About Colin's surprise party -- the live entertainment is the songwriting duo of Broadway's hit, HAIRSPRAY. The duo is Mark Shaiman (on piano) and Scott Wittman. I have a Shaiman story for you. I met him when I worked on VH1 in the 80s. I had mentioned that he was heavily involved with 1989 soundtrack to WHEN HARRY MET SALLY.

A friend had worked with him back in the day. Shaiman was holding a birthday party for her at his place. He lived a couple of blocks away from me in the Chelsea section of New York City. She asked me to go with her as her guest to the party. What hit me was the visual of the moment. For nearly one hour, I was the only Black guest at the well-attended party. But not the only Black person there. The other Black people were wearing uniforms and serving appetizers on trays to the predominantly White crowd. Then there were Black images. Shaiman had framed small posters of Blaxploitation movies on one wall -- movies such as COFFEY, SUPERFLY, SHAFT and TRUCK TURNER.

About Colin -- he was privileged and lucky. The last time friends in New York tossed me a birthday party Reagan was president. Colin was a handsome, rich, hedge fund manager with a partner who loved him dearly. What the hell else did he want? Did he leave the relationship just because he turned 50? The issue of gay men becoming "invisible" in the community when they hit middle-aged -- definitely age 50 -- comes up in UNCOUPLED. It's a valid issue. But it's not like Colin was single, had a dad bod and worked as a butcher at the Pavilions supermarket in West Hollywood. He was a desirable and very lucky man in Manhattan.
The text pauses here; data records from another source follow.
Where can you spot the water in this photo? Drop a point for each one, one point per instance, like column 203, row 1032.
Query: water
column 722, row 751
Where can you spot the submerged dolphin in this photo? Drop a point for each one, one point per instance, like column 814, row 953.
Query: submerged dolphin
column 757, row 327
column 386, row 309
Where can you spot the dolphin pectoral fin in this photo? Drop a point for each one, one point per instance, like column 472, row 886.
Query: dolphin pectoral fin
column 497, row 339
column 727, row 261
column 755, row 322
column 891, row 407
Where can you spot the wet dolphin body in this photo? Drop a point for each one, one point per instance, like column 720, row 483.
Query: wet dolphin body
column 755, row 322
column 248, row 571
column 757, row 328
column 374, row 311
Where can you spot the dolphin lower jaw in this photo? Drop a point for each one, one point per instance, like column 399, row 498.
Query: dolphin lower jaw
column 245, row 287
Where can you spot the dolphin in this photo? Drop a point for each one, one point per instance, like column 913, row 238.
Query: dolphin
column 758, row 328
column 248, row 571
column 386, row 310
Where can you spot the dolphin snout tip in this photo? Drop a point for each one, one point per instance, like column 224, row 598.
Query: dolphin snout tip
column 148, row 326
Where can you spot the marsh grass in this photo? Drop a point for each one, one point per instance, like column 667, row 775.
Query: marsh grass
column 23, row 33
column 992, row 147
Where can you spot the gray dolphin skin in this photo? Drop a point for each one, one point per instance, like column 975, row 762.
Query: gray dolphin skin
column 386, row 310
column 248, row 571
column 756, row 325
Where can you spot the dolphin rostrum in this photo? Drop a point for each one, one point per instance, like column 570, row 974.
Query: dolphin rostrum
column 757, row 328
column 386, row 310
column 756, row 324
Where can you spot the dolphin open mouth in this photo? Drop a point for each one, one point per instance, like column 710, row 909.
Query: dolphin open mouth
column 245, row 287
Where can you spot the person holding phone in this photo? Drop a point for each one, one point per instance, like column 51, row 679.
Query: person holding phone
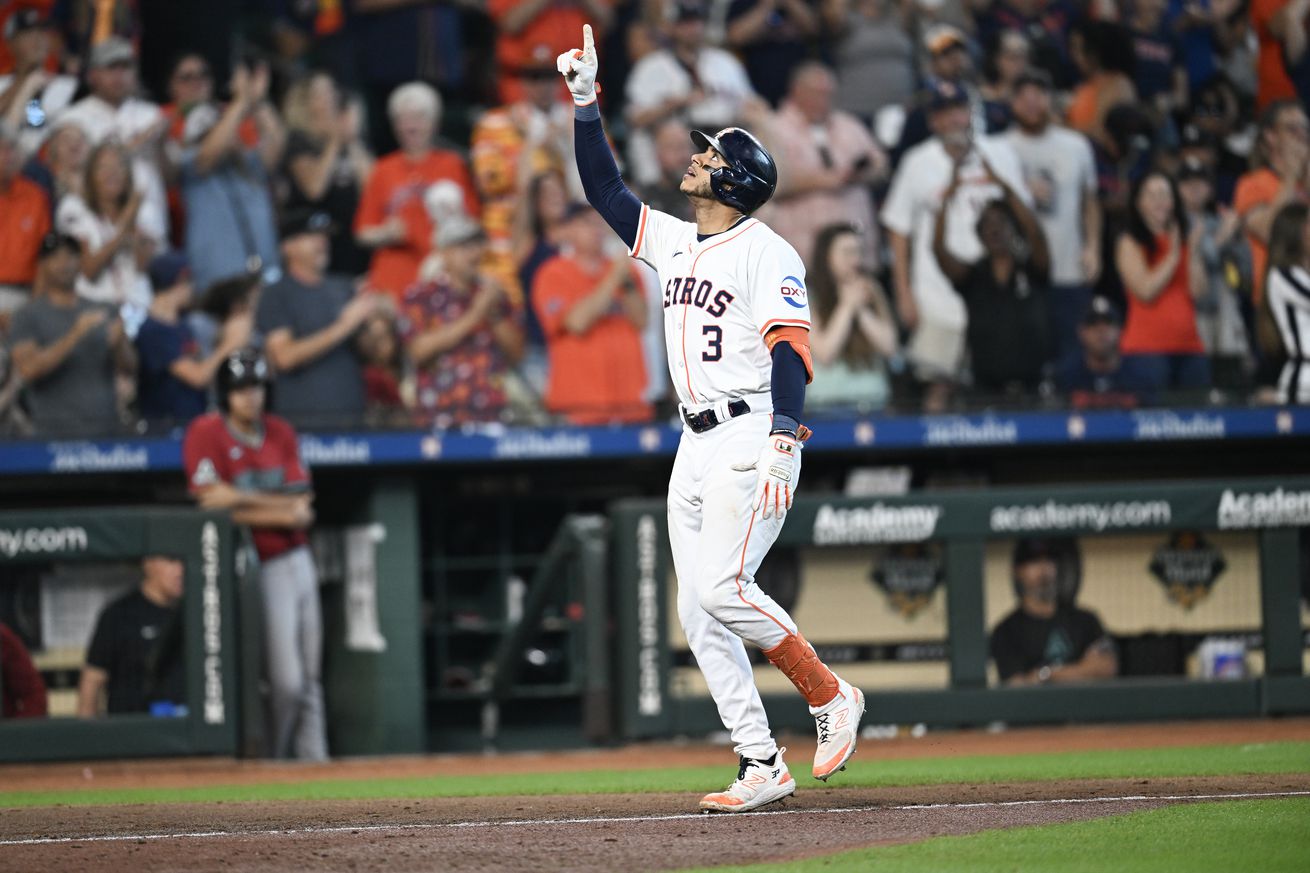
column 929, row 308
column 829, row 160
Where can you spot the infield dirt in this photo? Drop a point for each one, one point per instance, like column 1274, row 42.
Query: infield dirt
column 617, row 833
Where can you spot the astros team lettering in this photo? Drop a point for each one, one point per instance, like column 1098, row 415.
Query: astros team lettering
column 684, row 290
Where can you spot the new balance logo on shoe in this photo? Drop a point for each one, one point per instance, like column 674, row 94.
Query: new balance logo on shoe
column 839, row 729
column 757, row 783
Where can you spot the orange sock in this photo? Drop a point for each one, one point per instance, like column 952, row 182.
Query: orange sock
column 799, row 663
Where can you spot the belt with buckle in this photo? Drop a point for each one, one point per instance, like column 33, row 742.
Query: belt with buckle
column 708, row 420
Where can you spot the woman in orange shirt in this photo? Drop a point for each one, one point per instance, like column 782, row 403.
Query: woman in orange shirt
column 592, row 312
column 392, row 219
column 1102, row 51
column 1160, row 265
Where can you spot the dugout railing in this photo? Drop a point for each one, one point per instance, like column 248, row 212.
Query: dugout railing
column 963, row 522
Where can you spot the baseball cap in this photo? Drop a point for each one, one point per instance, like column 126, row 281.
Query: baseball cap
column 1192, row 168
column 1192, row 136
column 24, row 20
column 943, row 38
column 114, row 50
column 1030, row 549
column 296, row 222
column 1101, row 310
column 1035, row 76
column 168, row 269
column 688, row 11
column 943, row 95
column 54, row 241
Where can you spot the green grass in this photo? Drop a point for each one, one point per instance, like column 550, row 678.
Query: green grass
column 865, row 771
column 1267, row 835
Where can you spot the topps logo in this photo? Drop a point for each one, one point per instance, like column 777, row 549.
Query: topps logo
column 42, row 540
column 877, row 523
column 794, row 291
column 1268, row 509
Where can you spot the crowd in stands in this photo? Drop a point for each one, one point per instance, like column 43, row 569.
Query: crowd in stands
column 1089, row 202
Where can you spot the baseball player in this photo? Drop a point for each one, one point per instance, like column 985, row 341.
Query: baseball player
column 248, row 462
column 736, row 325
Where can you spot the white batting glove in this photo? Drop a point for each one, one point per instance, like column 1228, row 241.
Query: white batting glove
column 776, row 475
column 579, row 70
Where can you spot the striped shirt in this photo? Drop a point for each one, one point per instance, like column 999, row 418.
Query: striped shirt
column 1289, row 299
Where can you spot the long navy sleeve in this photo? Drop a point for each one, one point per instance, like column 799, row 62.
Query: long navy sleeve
column 600, row 178
column 787, row 387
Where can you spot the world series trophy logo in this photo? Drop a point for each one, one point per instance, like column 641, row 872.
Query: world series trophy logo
column 1187, row 566
column 909, row 574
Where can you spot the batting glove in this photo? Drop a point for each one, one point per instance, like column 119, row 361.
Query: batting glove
column 776, row 475
column 579, row 70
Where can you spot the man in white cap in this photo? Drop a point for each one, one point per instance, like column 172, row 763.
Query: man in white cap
column 113, row 110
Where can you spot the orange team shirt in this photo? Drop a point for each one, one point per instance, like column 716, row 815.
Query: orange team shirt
column 1167, row 324
column 598, row 376
column 43, row 7
column 1256, row 189
column 396, row 186
column 558, row 28
column 497, row 147
column 24, row 222
column 1082, row 109
column 1272, row 76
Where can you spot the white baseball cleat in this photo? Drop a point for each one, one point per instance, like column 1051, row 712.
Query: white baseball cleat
column 837, row 722
column 757, row 783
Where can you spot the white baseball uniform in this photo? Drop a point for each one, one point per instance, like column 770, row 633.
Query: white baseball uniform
column 722, row 294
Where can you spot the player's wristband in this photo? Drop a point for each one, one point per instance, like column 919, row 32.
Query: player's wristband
column 785, row 425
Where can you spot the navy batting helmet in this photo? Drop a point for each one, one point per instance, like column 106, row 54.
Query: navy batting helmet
column 749, row 177
column 240, row 370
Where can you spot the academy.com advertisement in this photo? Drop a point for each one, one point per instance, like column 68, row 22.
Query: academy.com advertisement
column 1099, row 517
column 21, row 542
column 1273, row 507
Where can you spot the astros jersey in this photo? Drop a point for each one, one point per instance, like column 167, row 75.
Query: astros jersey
column 721, row 296
column 212, row 454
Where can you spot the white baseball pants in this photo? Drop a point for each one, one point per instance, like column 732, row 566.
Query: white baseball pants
column 718, row 543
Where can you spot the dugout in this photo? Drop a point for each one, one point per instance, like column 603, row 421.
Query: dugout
column 59, row 568
column 1224, row 559
column 518, row 583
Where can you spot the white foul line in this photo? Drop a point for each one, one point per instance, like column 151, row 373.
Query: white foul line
column 620, row 819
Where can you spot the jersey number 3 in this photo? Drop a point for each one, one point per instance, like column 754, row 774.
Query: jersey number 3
column 715, row 340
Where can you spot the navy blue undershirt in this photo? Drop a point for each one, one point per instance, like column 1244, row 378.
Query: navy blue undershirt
column 622, row 211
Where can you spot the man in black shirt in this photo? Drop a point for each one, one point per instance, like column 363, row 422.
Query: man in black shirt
column 1097, row 375
column 1046, row 640
column 135, row 653
column 1005, row 292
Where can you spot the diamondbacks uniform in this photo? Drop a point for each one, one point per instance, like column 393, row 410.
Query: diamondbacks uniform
column 288, row 582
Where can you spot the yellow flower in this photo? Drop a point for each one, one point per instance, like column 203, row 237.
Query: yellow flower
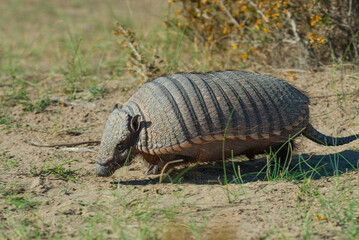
column 267, row 12
column 244, row 56
column 275, row 15
column 320, row 217
column 243, row 8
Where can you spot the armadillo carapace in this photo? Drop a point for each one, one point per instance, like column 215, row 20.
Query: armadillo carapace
column 187, row 116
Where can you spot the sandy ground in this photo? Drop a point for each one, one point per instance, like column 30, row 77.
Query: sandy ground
column 257, row 209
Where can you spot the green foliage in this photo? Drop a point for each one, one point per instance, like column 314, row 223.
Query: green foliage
column 259, row 30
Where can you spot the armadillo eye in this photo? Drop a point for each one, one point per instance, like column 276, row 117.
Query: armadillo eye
column 121, row 147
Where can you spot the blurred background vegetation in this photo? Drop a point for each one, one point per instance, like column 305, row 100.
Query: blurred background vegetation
column 78, row 46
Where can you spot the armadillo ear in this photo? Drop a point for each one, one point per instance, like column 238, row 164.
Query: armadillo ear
column 135, row 123
column 114, row 107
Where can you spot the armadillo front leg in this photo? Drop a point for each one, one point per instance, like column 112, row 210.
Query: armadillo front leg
column 157, row 163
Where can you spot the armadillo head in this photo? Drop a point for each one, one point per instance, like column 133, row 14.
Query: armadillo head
column 117, row 139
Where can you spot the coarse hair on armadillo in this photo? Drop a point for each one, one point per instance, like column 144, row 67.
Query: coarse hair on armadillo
column 195, row 108
column 187, row 115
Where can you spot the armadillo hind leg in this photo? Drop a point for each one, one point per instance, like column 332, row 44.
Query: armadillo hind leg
column 152, row 169
column 311, row 133
column 284, row 151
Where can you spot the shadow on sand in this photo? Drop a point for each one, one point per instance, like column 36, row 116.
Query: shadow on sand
column 302, row 166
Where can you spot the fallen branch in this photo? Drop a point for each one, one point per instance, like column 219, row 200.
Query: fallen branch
column 60, row 144
column 67, row 102
column 78, row 150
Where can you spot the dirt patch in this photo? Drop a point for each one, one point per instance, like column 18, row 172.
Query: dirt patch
column 54, row 191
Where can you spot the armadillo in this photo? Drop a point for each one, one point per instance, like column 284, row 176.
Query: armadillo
column 206, row 117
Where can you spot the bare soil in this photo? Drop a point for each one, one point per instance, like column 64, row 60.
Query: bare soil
column 256, row 209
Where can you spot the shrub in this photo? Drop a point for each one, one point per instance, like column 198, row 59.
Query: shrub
column 274, row 32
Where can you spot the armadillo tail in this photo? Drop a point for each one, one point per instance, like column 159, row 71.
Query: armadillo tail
column 311, row 133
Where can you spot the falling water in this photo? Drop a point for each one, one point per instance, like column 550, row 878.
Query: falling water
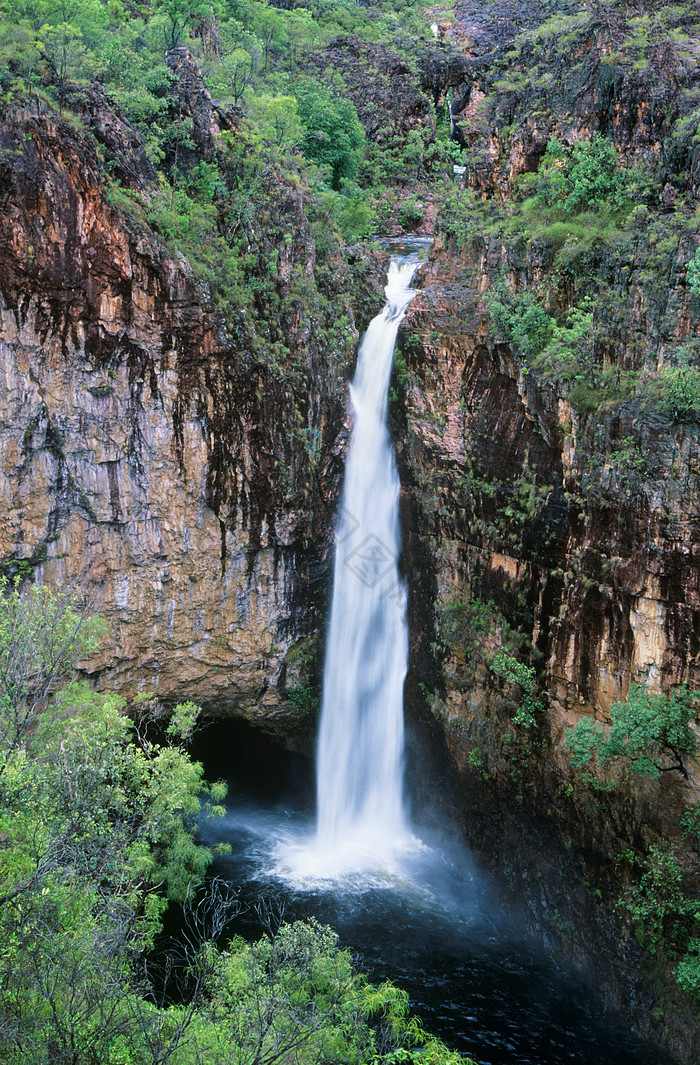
column 359, row 775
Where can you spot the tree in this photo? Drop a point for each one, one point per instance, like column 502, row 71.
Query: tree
column 97, row 829
column 278, row 119
column 646, row 731
column 177, row 16
column 334, row 135
column 580, row 178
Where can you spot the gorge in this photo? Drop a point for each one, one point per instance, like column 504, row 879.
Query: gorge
column 188, row 257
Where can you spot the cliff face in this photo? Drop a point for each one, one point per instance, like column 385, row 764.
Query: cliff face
column 145, row 452
column 552, row 494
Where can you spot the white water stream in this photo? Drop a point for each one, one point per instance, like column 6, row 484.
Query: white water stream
column 361, row 823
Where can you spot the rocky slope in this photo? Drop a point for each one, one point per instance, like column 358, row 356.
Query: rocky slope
column 146, row 453
column 550, row 512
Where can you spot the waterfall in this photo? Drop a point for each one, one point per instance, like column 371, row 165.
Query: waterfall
column 359, row 774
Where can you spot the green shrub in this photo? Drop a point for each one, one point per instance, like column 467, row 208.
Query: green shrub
column 584, row 176
column 644, row 728
column 680, row 392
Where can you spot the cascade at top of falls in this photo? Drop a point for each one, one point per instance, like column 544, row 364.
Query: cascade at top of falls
column 359, row 776
column 361, row 823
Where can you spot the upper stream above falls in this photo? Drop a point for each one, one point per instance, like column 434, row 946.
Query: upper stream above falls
column 411, row 902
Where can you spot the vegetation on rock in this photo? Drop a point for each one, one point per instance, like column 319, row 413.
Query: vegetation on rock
column 97, row 832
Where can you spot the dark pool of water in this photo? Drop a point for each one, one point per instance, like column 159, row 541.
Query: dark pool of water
column 434, row 928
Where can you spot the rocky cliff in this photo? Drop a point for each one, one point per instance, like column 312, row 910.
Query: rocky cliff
column 145, row 452
column 552, row 489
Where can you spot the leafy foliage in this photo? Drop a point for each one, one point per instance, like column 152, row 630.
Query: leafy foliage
column 645, row 728
column 509, row 669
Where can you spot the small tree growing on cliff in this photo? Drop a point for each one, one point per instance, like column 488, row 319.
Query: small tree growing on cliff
column 648, row 735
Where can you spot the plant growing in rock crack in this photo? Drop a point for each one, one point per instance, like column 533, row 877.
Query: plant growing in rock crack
column 515, row 672
column 648, row 735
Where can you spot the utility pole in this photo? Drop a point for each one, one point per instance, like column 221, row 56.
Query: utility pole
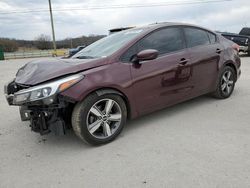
column 52, row 26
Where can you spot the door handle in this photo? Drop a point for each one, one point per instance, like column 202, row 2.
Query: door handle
column 183, row 61
column 218, row 51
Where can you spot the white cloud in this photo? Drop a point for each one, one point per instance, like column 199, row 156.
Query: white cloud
column 227, row 15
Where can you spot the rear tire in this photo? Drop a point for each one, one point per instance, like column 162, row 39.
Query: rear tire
column 95, row 122
column 225, row 83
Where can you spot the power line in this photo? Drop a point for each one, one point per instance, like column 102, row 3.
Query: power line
column 162, row 4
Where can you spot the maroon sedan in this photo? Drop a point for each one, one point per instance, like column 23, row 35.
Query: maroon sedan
column 124, row 75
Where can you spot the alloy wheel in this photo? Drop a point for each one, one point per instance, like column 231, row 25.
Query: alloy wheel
column 104, row 118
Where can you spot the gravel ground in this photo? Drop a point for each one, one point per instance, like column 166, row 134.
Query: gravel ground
column 200, row 143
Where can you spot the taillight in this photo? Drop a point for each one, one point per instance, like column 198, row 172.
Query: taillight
column 236, row 47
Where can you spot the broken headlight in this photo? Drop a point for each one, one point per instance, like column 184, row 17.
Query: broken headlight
column 47, row 90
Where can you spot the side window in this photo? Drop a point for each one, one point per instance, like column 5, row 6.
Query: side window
column 196, row 37
column 212, row 37
column 165, row 41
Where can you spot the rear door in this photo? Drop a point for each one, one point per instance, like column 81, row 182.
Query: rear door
column 205, row 54
column 163, row 81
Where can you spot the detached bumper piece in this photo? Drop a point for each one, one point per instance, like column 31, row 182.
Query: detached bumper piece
column 44, row 121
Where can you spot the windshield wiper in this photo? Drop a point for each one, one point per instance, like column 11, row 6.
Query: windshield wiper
column 85, row 57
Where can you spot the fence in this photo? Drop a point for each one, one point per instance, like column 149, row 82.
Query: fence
column 37, row 53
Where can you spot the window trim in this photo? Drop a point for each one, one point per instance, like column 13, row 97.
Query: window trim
column 180, row 27
column 198, row 28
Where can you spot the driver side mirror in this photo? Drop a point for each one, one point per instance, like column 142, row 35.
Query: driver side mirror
column 145, row 55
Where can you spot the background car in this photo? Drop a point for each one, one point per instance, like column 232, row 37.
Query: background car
column 242, row 39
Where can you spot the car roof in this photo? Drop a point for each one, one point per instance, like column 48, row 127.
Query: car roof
column 156, row 25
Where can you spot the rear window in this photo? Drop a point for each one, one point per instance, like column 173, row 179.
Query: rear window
column 196, row 37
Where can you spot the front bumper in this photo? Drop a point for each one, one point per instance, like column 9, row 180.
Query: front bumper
column 43, row 118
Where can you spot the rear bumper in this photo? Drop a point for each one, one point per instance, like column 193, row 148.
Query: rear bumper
column 244, row 49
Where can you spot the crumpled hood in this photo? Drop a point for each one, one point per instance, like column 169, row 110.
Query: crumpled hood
column 39, row 71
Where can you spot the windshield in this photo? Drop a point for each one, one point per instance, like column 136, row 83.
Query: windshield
column 108, row 45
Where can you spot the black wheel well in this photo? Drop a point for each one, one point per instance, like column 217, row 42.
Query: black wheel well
column 230, row 64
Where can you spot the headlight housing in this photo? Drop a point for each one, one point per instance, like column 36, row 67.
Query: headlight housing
column 47, row 90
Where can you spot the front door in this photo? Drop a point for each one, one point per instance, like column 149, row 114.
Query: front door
column 165, row 80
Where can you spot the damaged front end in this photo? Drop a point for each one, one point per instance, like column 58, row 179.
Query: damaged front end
column 42, row 105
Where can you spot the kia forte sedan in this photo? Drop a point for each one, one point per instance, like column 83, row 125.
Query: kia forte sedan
column 123, row 76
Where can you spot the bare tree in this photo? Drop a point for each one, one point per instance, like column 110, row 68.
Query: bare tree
column 43, row 42
column 8, row 45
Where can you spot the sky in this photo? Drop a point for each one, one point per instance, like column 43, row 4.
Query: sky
column 75, row 18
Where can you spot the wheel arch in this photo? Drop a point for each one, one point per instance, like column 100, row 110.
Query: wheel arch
column 232, row 65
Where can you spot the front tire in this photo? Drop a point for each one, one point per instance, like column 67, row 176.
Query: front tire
column 99, row 119
column 225, row 83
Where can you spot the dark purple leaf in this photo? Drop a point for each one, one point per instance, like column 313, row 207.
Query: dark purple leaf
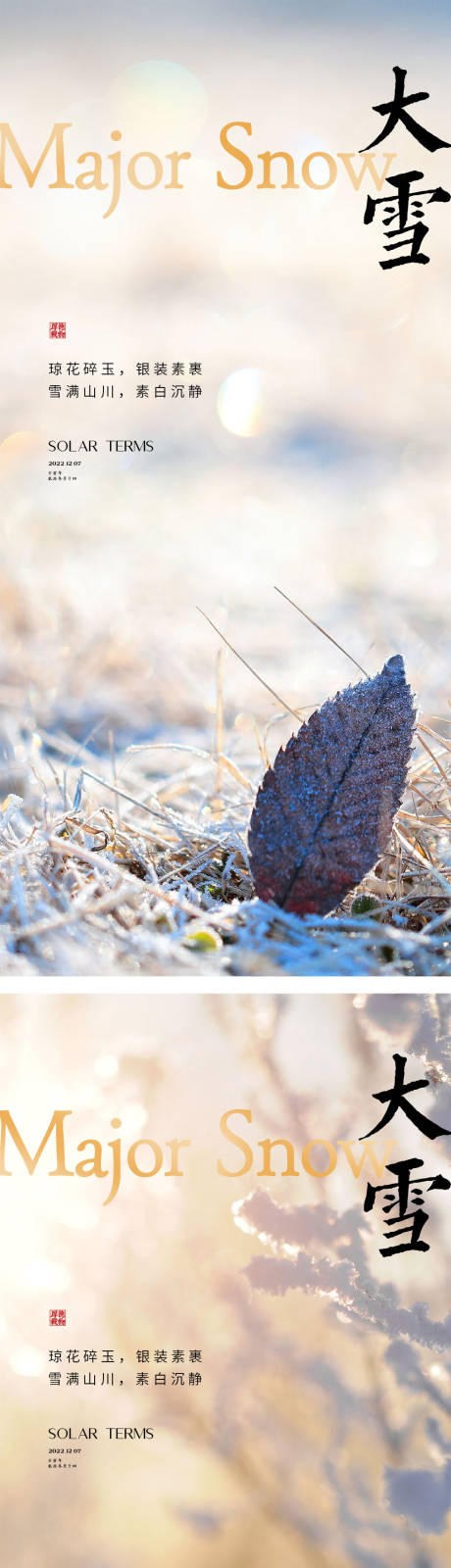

On my 50th birthday, a friend was going to take me to dinner. She worked for an agency that represented artists and had to go to Connecticut with a few artists that day for a special festival. On the way back, their van broke down. They had to wind up spending the night there. Regretfully, she called me with bad news, but I totally understood. However, I had no other plans. Other friends called to wish me a Happy Birthday, but they had plans. My mother and I, at that time, had a nervous relationship. She was livid that I'm gay. Even though I'm gay and I was paying her big bills -- like her moving expenses and new monthly mortgage -- she was ashamed that I was not a Married Heterosexual Best-Selling Novelist. 

She mailed me a birthday present. Inside the box was a loaf of hard, homemade bread. Why was it hard? I opened the birthday Hallmark card also enclosed in the box. In the card was a handwritten recipe from Mom on how to turn the hard loaf of homemade bread into croutons.

I kid you not.

At 9:00 that night, I took myself out to dinner at the excellent diner down the block where I was a regular. That was my 50th birthday. Colin on UNCOUPLED was lucky and he didn't realize it.

My birthday is coming up next month. I have no plans.